Friday, June 25, 2021

Washington Insider: More Pressure on China Over Forced Labor

The U.S. Customs and Border Protection (CBP) as issued a Withhold Release Order (WRO) on silica-based products made by Hoshine Silicon Industry based in Xinjiang, China, and its subsidiaries.

“This WRO is based on information reasonably indicating that Hoshine used forced labor to manufacture silica-based products,” CBP said. “As a result, personnel at all U.S. ports of entry have been instructed to immediately begin detaining shipments that contain silica-based products made by Hoshine or materials and goods derived from or produced using those silica-based products.”

This means that all of those products made by Hoshine will be stopped at the U.S. border and held by CBP.

Additionally, the U.S. Department of Commerce (DOC) announced that Hoshine Silicon Industry (Shanshan) Co., Ltd., Xinjiang Daqo New Energy Co., Ltd., Xinjiang East Hope Nonferrous Metals Co., Ltd., Xinjiang GCL New Energy Material Technology Co., Ltd., and the Xinjiang Production and Construction Corps (XPCC) have been added to the U.S. Entity List, saying they were for “accepting or utilizing forced labor in the implementation of the People's Republic of China's campaign of repression against Muslim minority groups in the Xinjiang Uyghur Autonomous Region.”

The WRO does not cover all silica products from China, but indications are that CBP could be collecting information that could lead to a broader application of the WRO. They followed that pattern previously relative to cotton and tomatoes and tomato products, originally targeting just the products from the XPCC and later they broadened it to all products from Xinjiang.

The South China Morning Post downplayed the potential impact on Hoshine, quoting Peng Peng, general secretary with the China New Energy Investment and Financing Alliance, as saying the U.S. market for Chinese solar panels is not that big. However, she also noted there were few alternatives outside of China for the products -- China produces about 76% of the world's polysilicon, with production bases mainly in Xinjiang, the Inner Mongolia autonomous region, Sichuan province and Yunnan province.

"I believe Chinese companies have been preparing for any U.S. sanctions since the trade war began. So, we need to think next about how to counter the U.S. sanctions by swapping the origin of production, by shifting orders within China," she said.

Predictably, the reaction within China has been critical of the U.S. actions. Commerce ministry spokesman Gao Feng repeated the Chinese stance that the “so-called forced labor issue” in Xinjiang is “completely contrary to the facts.” Gao also said the U.S. is “again using its state power to practice protectionism and bullying in the name of so-called human rights, which seriously damages the international economic and trade order and poses a serious threat to the security of the global supply chain.”

From China's Foreign Ministry, spokesman Zhao Lijian said, China will “make necessary responses to resolutely safeguard its own interests.”

The pressure on China is clearly rising from the U.S., but what is of even greater concern for China is if European countries follow suit. That could create even more potential pressure on China and Chinese businesses if they are blocked out of the EU market.

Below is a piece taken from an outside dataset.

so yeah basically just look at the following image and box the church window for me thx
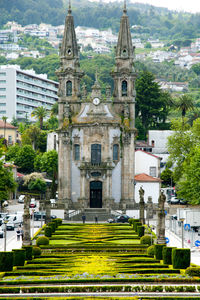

Already, some companies in Europe have opted to include provisions in contracts that require proof that no Xinjiang forced-labor cotton is involved in textiles or clothing items. That may be a tough task, but the fact companies are doing so is a clear signal that the issue is not going away.

So we will see. If the pressure mounts on China, their warnings of “protecting their interests” could take several forms, including actions against imports of U.S. products, something which needs to be closely watched, Washington Insider believes.